Tavistock doesn't wait for CORE project to be established.
The success of Lakewood Ranch’s master-planned community has made an impact on developers hoping to do business here.
Tavistock Development Co.’s The Green is the latest example.
The Orlando-based developer has confirmed it will build a 40-acre project at the northeast corner of Lakewood Ranch Boulevard and State Road 70. A 23,500-square-foot Earth Fare grocery and a not-yet-named fitness center will anchor the project.
Lakewood Ranch developer Schroeder-Manatee Ranch officials say Tavistock’s project is the first step in an overall vision for a life science hub it calls CORE, which is short for Collaboration Opportunities for Research and Exploration, at Lakewood Ranch.
Tavistock obviously has faith in SMR’s vision. Kirk Boylston, president of SMR subsidiary Lakewood Ranch Commercial Realty, said typically in projects like CORE, lifestyle and residential components are constructed last, after a project is well established and has enough people and businesses to support it.
However, SMR’s track record of success, along with the faith in its future development, has allowed Tavistock to move forward now.
Boylston said CORE has just begun to come together.
The Green “is really part of CORE,” he said. “The beauty of the situation is we can do it upfront. A large number of homes have already been constructed, or are under construction north of State Road 70 that are only being served by the Publix center. There’s increasing demand. This is within that service center.”
Tavistock’s project will include 525,000 square feet of retail and commercial space, including 150,000 square feet for more than two dozen businesses — salons, restaurants and other neighborhood-type uses.
The company also will construct 304 luxury apartments, comprising four-story, elevator-serviced buildings.
“We very selectively look for opportunities outside our core holdings,” said Skipper Peek, vice president of commercial sales and development for Tavistock. “If you look at new growth in Lakewood Ranch, the majority of it is happening to the north and the east of the project. We feel like we’re at the epicenter of the project and in a great position to capture that growth.
“We didn’t want to do something that just blended in with everything else in Lakewood Ranch,” he said. “We wanted something that was distinctive and different.”

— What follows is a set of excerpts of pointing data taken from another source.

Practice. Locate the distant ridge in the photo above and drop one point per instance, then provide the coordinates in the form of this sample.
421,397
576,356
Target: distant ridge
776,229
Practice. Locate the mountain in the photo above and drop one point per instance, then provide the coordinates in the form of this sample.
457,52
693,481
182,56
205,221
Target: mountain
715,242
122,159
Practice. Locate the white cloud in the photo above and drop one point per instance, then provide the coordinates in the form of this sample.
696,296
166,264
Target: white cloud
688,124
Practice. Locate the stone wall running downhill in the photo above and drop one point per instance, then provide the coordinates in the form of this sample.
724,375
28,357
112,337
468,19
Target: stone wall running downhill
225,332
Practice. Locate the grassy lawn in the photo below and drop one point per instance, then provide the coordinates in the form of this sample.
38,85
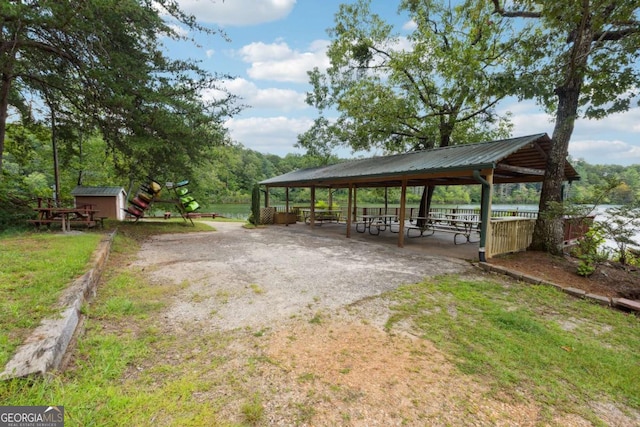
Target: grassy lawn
529,342
562,351
34,269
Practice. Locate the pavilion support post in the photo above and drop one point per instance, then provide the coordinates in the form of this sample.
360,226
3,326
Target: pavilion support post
312,209
349,206
485,213
354,213
403,213
286,208
330,198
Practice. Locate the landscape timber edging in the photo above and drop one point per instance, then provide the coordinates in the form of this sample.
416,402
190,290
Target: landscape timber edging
44,349
619,303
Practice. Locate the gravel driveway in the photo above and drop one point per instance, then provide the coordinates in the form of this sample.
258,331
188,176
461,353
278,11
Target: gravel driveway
236,278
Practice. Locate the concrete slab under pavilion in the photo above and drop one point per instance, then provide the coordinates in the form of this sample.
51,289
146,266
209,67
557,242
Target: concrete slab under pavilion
514,160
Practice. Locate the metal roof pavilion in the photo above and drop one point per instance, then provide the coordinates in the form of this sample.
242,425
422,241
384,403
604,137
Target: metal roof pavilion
520,159
513,160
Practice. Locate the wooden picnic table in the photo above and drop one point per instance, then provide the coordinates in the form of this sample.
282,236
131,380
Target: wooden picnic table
377,222
458,224
322,215
84,215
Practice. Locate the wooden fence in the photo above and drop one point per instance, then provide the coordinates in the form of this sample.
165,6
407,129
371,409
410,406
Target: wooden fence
509,234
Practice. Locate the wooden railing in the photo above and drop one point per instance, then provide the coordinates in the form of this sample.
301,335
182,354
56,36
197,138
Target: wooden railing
509,234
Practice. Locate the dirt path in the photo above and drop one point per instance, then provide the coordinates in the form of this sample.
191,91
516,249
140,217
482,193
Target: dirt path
305,322
269,275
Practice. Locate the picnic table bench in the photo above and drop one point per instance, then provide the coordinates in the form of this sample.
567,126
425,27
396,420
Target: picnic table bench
66,217
322,215
459,224
376,223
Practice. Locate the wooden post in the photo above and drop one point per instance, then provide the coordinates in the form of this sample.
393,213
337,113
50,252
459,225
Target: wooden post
312,213
485,213
349,205
354,214
286,208
403,212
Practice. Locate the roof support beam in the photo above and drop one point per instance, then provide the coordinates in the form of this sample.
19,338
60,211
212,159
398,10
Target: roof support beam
520,169
403,213
349,205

Peek said Tavistock plans to start construction on the commercial project first, with site work starting this spring and an opening slated for late 2017 or early 2018.
“We’ll break ground on the master infrastructure all at once,” Peek said. “So, it should be relatively seamless in that respect. The residential takes a little bit longer to build, and it’s a little behind in the design process. We plan to start construction on residences in the summer.”

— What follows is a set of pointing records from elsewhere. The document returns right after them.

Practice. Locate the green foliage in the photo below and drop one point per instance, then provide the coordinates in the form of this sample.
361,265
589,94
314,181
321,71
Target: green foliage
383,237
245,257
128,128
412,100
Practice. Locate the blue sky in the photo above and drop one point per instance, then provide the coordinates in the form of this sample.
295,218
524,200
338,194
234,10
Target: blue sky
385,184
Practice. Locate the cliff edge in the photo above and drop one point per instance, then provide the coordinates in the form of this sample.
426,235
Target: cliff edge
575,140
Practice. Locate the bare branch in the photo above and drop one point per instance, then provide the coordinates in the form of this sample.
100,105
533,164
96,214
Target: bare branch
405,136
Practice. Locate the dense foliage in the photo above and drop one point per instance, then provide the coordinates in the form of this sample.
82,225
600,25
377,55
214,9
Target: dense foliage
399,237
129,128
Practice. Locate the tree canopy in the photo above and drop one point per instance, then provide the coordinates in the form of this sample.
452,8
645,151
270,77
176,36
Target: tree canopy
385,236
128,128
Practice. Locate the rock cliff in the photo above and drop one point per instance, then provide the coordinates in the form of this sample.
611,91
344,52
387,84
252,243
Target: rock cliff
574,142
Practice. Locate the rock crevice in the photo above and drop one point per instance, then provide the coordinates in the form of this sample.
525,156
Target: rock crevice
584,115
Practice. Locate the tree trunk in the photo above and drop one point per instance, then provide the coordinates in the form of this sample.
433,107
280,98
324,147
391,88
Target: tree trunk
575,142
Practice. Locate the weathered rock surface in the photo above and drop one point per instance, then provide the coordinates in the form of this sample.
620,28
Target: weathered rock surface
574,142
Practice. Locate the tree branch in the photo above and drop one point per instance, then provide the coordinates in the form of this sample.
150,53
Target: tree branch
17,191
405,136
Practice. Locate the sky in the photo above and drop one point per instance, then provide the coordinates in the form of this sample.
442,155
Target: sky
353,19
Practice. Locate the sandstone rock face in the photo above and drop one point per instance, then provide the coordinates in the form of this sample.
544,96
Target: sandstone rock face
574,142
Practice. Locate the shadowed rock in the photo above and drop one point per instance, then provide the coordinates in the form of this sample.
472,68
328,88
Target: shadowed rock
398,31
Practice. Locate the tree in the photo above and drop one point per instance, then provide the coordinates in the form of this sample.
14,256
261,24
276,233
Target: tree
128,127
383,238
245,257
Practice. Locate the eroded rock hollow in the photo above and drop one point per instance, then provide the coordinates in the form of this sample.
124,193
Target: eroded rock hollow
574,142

The overall CORE project will house companies in biology, medicine, disease research and advanced medical care.
“It’s a pretty broad scope, so we’re really looking for anything that’s related to enhancing health,” Boylston said. “There are a lot of bio research hubs. We’re just trying to create a smaller version here.”
The project will have amphitheaters, walking pathways and trails, boardwalks over wetlands and other features typical of Lakewood Ranch, but that will separate it from other life science projects nationwide.
Boylston said SMR also hopes to have an educational and housing components to make the project “all encompassing.”
It will have a modern contemporary design that will be incorporated into Tavistock’s project, both in terms of offerings and in architecture.
“We’re really trying to make it as seamless as possible,” Peek said.
Rex Jensen, president and CEO of Schroeder-Manatee Ranch, commended Tavistock’s entry into the market and said he hopes it will be just that — a starting point.
“They’re a big deal,” he said. “They’re a very successful development company. Many of the things they have in Lake Nona (in Orlando), I hope they have an application for in Lakewood Ranch.”